Funds managers will no longer need to prepare annual financial statements for trusts, should a proposal by IFSA’s freshly-named ‘Service & Efficiencies’ sub-committee be adopted by Government. The proposal arose from a forum the Association held in April, in partnership with Conexus Financial, the publisher of Investment & Technology. The sold-out forum of more than 50 IFSA members decided that waiting for “transformational” industry-backed processing engines was fruitless, and that “small simple things” were needed to kickstart the drive to reduce waste, remembered the general manager of advice and private banking for BT Financial Group, Geoff Lloyd, at a session of last month’s IFSA Conference.
The abolition of annual financial statements as we know them was deemed an obvious place to start. “A few of us who’ve grown up in the industry think fondly of the ramp up to June 30, and everyone piling in until 3 or 4 am, after waiting for that final unit price to come through. So you’d prepare the statements, print them and mail them out, so your investor might have a look at them two months later. But in this day and age, how many unit prices would you have signed off on since then? What do you actually achieve from all of this work and expense?” The requirement for an annual financial statement appeared in Trust Law in 1982, Lloyd reminded delegates, prior to Corporate Law, continuous disclosure requirements and daily unit pricing, all of which had removed the need for them in his opinion.
IFSA has estimated the preparation and distribution of annual statements costs the managed fund industry $60 million a year, even after the 2008 relief from the need to mail out statements to all investors. IFSA’s subcommittee is preparing a draft paper on the regulatory change for October, which will be disseminated to members “to see what risk, if any, there is to end investors in removing the statements in their current form… and whether an abridged version of the statements would suffice.” The sub-committee’s next target is the torturous process required to consolidate superannuation funds, which has left the average Australian with three different super accounts.
Even though 40 per cent of Australians would like to consolidate, fewer than 6 per cent complete the process once they have started, Lloyd said.

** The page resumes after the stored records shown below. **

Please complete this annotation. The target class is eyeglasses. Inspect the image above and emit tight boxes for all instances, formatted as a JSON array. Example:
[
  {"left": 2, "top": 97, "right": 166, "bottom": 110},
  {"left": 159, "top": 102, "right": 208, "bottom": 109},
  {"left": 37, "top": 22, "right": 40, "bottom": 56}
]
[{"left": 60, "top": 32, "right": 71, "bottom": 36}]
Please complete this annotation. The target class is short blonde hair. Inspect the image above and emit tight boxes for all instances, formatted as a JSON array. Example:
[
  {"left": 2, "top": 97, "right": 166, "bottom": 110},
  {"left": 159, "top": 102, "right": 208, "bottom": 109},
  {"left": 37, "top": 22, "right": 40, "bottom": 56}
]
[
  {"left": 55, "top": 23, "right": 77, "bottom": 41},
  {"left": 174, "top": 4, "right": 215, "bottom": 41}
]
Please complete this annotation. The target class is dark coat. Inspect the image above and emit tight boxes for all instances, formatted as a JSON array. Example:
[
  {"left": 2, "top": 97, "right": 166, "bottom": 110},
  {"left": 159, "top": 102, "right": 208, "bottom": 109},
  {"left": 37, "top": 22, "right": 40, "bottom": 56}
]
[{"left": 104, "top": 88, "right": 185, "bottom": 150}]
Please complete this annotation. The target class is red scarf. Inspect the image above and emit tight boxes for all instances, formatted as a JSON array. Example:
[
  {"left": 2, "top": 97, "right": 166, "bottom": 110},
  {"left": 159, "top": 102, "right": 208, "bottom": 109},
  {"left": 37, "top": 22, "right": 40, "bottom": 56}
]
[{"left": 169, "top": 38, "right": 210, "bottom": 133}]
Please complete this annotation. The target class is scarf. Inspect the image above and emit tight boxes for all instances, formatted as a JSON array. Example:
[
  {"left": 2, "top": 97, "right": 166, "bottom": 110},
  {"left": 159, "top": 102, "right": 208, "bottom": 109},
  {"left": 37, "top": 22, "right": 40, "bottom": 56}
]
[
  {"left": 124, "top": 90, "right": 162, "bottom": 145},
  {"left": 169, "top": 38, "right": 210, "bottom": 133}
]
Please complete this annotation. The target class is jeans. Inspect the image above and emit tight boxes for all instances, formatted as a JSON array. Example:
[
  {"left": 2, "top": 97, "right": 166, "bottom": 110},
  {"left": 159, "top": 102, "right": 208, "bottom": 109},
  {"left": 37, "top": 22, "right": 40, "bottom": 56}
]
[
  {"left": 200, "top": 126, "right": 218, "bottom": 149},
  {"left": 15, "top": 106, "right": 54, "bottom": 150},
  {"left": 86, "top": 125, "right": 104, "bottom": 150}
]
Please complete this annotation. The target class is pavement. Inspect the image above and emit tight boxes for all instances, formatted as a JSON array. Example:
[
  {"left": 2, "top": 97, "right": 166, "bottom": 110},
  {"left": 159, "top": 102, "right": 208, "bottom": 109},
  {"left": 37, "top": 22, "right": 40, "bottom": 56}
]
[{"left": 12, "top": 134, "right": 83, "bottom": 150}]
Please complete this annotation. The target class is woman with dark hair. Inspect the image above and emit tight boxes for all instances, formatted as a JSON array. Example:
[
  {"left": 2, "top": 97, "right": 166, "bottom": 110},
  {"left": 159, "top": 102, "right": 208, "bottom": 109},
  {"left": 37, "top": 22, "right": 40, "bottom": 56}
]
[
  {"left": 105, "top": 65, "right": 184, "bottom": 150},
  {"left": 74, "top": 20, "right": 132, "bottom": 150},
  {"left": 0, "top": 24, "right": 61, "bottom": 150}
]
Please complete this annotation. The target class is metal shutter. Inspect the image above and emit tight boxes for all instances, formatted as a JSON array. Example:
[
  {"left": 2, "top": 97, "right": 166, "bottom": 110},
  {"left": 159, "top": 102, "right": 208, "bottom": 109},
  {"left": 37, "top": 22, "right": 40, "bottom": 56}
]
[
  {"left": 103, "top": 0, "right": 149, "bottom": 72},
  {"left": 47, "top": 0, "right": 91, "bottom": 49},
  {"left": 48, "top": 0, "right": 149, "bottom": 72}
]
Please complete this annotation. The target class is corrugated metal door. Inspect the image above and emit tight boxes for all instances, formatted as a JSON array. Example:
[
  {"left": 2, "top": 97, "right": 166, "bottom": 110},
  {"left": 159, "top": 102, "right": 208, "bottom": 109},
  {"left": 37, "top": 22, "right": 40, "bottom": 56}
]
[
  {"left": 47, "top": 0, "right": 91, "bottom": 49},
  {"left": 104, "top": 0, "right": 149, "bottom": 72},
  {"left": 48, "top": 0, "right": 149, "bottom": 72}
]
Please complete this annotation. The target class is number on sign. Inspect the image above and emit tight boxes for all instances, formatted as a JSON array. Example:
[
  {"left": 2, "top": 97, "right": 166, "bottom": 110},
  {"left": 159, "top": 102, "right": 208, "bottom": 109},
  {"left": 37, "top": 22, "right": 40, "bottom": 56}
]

Three of the six steps they must take to consolidate funds could be performed within the funds themselves, Lloyd said. Once a member has changed employer, prompting the decision to consolidate, have called their funds and filled out a transfer request, all the member verification, certification and acknowledgments to the departed funds that follow could be performed by the ‘to’ fund. What currently takes two to three hours of labour over a period of 12 weeks could become one hour over one week, Lloyd said.